Normal Enjoyment or Addiction?

As a priest/pastor, I need and hope to help people to conquer their addictions, for example, alcohol. At first, we need to distinguish what might be considered normal use of alcohol, for example, from dependent or addictive use of alcohol (and a variety of other substances and “things”).

In his book, “Addiction and Pastoral Care”, Nicholas Roberts quotes different experts’ definitions of addiction, addiction “is a syndrome in which a reward seeking behaviour has become out of control” and “an excessive desire for the consumption of a variety of drugs and difficulties in giving up their use…”

According to these definitions, I do not think my normal enjoyment of coffee should not be considered an addiction. At least, I can have my days without coffee, but what about my cell phone? Are there any harms if I have been addicted to the cell phone?

The way to handle negative people

We may need to cope with negative people in our daily life. In his book “The Tao of Daily Life”, Derek Lin has offered us the way to handle negative people:

“Criticizing others while being unaware of their own faults is something that many people do. We can even say that it is something we all do from time to time…when people lash out at us with venomous criticism, we should not accept it passively. We should certainly protect ourselves by putting some distance between us and them if at all possible; protect ourselves in other ways if not. The crucial point is that we can do so without feeling offended or insulted because these people are simply being themselves. It is their nature to be critical and judgmental, so it would be absurd for us to take offense, It would be pointless to get angry.”

The question for you and I to ask ourselves at first is if we have recognized and accepted our negative nature. We have to keep ourselves away from being negative toward ourselves and others.

I have the experience – opening up to physical pain

In her book, “small bites: mindfulness for everyday use”, Annabelle Ziner wrote,

“Most of us have never been taught how to deal with physical pain in a positive way. (I agree with Annabelle) Emotional pain often arises as a result of physical pain, and this can cause us to suffer. We suffer because our mind builds a resistance against the unpleasant feeling of physical pain. The mind says that this pain shouldn’t be there…No one can escape this fact. The body is not set up to exclusively produce pleasant feelings; there will also be unpleasant feelings…Adopting an open, compassionate attitude toward pain is one of the most important steps you can take toward suffering less….After you’ve carefully investigated pain, you can move your attention to a different or more distant area in your body where there neutral or pleasant sensations. For example, when you’re experiencing a headache you can focus instead on the sensations in your feet or hands. This helps enlarge your field of perception; the pain is no longer the only thing in your mind. You allow the pain a wide space in which it can exist with other sensations…At the end of the practice, you should be aware of feeling your entire body one more time and smile at it kindly…”

When we went to a dental clinic for teeth cleaning and filing, I used this method to cope with my pain. My head hurt a lot when I was suffering from COVID, the practice of this method in a mindful way helped me not only cope with the pain but also had the energy to take care of the other three people in the same house.

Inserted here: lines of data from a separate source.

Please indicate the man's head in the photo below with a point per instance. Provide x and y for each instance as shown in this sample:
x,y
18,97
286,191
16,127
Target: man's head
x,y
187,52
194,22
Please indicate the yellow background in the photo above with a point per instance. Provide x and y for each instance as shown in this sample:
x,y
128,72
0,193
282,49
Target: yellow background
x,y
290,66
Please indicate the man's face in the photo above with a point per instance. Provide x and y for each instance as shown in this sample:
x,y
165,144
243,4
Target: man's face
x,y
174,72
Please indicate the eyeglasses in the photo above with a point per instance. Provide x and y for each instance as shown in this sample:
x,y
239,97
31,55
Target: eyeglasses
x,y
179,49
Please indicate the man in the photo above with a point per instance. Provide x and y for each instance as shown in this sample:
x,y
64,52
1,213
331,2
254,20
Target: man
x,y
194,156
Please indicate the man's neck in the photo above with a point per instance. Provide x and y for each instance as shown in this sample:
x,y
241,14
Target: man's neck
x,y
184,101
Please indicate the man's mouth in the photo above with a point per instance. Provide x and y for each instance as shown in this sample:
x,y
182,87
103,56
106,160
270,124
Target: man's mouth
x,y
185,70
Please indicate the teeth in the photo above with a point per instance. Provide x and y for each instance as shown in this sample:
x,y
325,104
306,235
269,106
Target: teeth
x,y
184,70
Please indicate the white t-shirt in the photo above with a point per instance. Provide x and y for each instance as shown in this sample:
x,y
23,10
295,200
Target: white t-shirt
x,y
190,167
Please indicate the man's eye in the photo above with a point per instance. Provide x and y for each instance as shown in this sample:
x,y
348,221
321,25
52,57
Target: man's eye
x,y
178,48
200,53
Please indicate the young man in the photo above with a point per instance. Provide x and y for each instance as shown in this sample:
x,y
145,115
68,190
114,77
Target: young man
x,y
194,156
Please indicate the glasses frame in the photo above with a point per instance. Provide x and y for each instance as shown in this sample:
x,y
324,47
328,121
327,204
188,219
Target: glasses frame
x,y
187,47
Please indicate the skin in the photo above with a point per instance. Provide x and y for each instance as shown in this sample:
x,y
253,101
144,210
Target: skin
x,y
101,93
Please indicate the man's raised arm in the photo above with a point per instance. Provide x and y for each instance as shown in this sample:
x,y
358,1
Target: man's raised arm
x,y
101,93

Ordinary mind and meditation

In the book, “Labyrinth Meditations: labyrinths for mindfulness, meditation, and centring”, Madonna Gauding’s writing deepened my understanding on medication:

“Meditation is a practice for cultivating deeper awareness, a way to gain psychological insight and, if you choose, a method of communicating with God or a higher power….is to help you overcome the limitations of ordinary awareness and expand your mind to high consciousness…Our everyday lives are like a waking dream. Rather than being truly awake and aware, we are usually preoccupied or lost in thought…We also have a habit of projecting onto others what we think they are feeling or thinking, without truly knowing whether this is so…Rather than being awake to reality as it is, and truly aware of what is going on around and inside us, it is as if we are living in a dream world – a small, confining world of our mind’s creation. Yet we are convinced that we know what is real and what isn’t…The good news is that rather than waiting for the world to shock us into awareness, we can choose to live in an awakened state all the time. Meditation is the antidote to living in a dream world…to live fully in the present moment…From this peaceful mind spring insight and awareness…”.

You are invited to follow my posts to: learn & practice meditation, and experience the power of the now and awareness.

 

effective leader and people’s dysfunctional behavior

In her book “How to Lead When You Don’t Know Where You’re Going: Leading in a Liminal Season” Susan Beaumont points out that:

“Anxious people tend to behave badly.  And when they do, a leader’s energy is often directed at coping with the dysfunctional behavior of a few, rather than focusing on the health of the whole.  An effective leader resists being drawn into the dysfunctional and remains focused on health and hope”.

I used to try my best to please, comfort, and calm the few with dysfunctional behavior.  I usually end up becoming very tired and losing all my energy (and even hope) to serve and lead others.  I myself so often became dysfunctional when I was drawn into the dysfunctional.

Therefore, we should not give all that we have to those with dysfunctional behavior.  We have to remain focused on health & hope.